The Balsamic Incident

That was a new unopened bottle of balsamic vinegar. I couldn’t bend fast enough to catch it (I tried, which of course made my back worse). I had no idea how to even BEGIN cleaning it up—I was right in the middle of making Owen’s breakfast and he was already in his high chair—and with my back, I could barely move.


I stepped out carefully, put shoes on, put shoes on Owen, threw some towels down to start sopping up the mess, and made Owen’s PB&J.

And let me just say that while the smell of a little bit of balsamic is nice, the smell of an entire bottle all over your kitchen floor is completely gag-inducing.


I popped a pain pill and got to work.
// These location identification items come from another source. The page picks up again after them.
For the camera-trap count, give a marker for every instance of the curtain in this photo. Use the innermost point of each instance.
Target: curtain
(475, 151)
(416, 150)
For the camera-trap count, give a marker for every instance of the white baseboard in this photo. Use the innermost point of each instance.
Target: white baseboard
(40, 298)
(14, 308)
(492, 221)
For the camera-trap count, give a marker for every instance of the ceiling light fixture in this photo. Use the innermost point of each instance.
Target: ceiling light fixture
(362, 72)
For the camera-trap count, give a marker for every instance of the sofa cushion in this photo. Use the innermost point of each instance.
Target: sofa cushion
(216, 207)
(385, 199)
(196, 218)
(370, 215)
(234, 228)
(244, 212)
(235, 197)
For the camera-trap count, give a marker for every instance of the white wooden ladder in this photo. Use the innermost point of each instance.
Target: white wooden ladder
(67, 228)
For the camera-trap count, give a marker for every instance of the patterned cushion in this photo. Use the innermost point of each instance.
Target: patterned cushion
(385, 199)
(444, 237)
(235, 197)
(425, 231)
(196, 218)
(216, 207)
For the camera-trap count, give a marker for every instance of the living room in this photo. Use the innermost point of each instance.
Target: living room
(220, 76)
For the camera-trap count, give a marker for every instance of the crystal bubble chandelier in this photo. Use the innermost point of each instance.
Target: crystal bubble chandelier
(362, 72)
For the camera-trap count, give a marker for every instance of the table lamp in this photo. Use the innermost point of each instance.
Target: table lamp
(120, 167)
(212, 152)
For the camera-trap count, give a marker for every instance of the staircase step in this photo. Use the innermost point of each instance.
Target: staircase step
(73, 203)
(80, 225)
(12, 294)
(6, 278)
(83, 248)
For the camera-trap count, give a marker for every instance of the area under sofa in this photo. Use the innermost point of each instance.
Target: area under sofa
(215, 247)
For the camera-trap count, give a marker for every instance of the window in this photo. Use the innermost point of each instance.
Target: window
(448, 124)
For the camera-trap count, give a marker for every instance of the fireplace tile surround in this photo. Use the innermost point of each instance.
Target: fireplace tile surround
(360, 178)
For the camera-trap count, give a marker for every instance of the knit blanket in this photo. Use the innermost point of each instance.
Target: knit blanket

Down on my hands and knees picking up glass pieces, sopping up the mess with towels and paper towels, using a squeegee to try and move the pools towards the towels and corral the teeny shards of glass that were all over (the grout was the worst, because the squeegee didn’t work on that and the glass liked to hide there). I hung the floor mats on the deck. I Swiffered the floor three times then realized I still needed to sop up more with paper towels. And then I realized the balsamic was also IN the pantry, so then I was on my hands and knees INSIDE the tiny pantry trying to clean. And trying to shove paper towels against the floorboards because it was behind there, too.


It took me a good 25 minutes to clean it all up, during which Owen finished his breakfast and just played with some toys that were on the table. I swear, he can be a rock star when he wants to be.